- Patrahi Location in Jaunpur, Uttar Pradesh, India Patrahi Patrahi (India)
- Country: India
- State: Uttar Pradesh
- District: Jaunpur
- Tehsil: Kerakat
- Block: Dobhi

Demographics

Languages
- • Official: Hindi
- • Other: Bhojpuri (Jaunpuri), English
- Time zone: UTC+5:30 (IST)
- Vehicle registration: UP-62

= Patrahi, Jaunpur =

Patrahi is a small village/market in Dobhi Block in Jaunpur district, Uttar Pradesh State, India. It comes under Patarahi Panchayath. It belongs to Varanasi Division. It is located 49 km towards East from District headquarters Jaunpur and 288 km from the state capital Lucknow. The nearest town is Kerakat, while and Varanasi and Jaunpur are the nearest cities.

== Transportation ==

=== Rail ===
Dudhaunda Railway Station(Patrahi Station), Dobhi Railway Station and Kerakat railway station are the nearest railway stations.

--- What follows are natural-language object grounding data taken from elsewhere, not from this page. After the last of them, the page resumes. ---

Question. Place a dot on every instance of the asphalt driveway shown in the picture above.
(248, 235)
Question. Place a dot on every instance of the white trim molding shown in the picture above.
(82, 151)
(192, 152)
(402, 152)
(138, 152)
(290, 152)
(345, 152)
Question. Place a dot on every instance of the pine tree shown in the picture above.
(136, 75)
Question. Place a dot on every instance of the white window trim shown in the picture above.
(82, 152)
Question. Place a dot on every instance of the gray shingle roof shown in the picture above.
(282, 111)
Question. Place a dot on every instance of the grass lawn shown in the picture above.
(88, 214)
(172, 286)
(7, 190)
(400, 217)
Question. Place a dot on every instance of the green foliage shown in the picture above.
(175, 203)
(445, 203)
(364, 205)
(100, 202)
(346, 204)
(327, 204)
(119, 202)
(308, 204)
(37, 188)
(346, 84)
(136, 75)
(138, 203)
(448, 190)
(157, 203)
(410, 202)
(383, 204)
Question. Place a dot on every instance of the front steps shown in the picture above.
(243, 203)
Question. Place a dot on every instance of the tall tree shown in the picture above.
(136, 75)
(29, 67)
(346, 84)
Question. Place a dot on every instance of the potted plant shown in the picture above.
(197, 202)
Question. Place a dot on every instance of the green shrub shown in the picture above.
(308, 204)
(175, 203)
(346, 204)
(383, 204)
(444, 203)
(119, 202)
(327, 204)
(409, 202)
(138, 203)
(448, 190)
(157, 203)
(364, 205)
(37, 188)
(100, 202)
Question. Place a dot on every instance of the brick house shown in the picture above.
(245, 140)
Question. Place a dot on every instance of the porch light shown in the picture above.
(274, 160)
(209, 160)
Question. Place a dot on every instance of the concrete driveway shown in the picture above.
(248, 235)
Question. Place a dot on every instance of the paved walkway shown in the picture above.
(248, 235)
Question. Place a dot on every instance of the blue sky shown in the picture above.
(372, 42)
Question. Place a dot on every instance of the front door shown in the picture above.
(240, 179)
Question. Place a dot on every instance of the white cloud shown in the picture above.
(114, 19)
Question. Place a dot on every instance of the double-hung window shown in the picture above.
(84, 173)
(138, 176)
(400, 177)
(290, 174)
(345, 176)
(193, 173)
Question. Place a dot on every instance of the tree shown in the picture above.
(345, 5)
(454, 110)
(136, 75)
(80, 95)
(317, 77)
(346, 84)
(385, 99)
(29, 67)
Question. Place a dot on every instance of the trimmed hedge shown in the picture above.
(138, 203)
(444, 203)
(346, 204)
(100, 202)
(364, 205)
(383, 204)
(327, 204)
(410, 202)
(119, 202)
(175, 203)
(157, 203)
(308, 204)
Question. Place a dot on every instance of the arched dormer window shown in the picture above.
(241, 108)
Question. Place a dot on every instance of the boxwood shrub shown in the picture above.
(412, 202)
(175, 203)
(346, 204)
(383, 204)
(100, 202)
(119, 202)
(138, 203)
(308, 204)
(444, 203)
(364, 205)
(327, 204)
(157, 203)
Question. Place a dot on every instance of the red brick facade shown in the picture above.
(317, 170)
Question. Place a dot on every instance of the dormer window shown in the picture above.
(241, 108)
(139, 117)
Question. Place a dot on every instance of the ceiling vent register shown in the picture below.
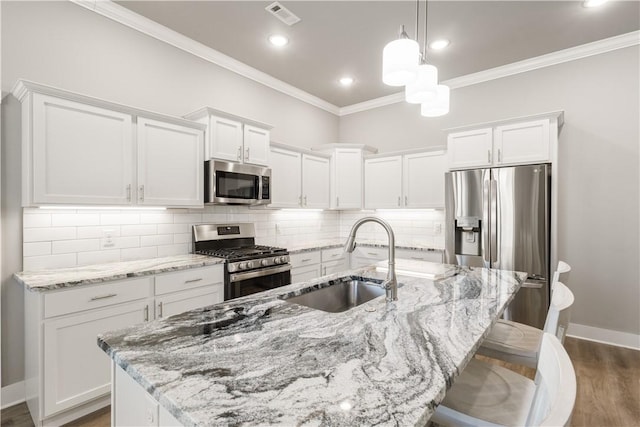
(282, 13)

Dobhi is a stop of many trains for big cities such as Mumbai, Delhi and other cities.

=== Road ===
Aside from being connected to Jaunpur, Patrahi is also connected by road to Varanasi, Azamgarh, Ghazipur and other cities of Uttar Pradesh.

=== Air ===
The closest major airport to Patrahi is Lal Bahadur Shastri Airport at Babatpur, Varanasi, 45 km by road. Another nearby airport is Azamgarh Airport.

== Constituency area ==
The village falls under Machhlishahr constituency for national elections and Kerakat constituency for state elections.

== Demographics ==
As of the 2011 Census of India total geographical area of village is 126 hectares. Patrahi has a total population of 1,324 of which 617 (46.60%) are males while 707 (53.40%) are females as per Population Census 2011. There are about 207 houses in Patrahi village. Kerakat is nearest town to Patrahi.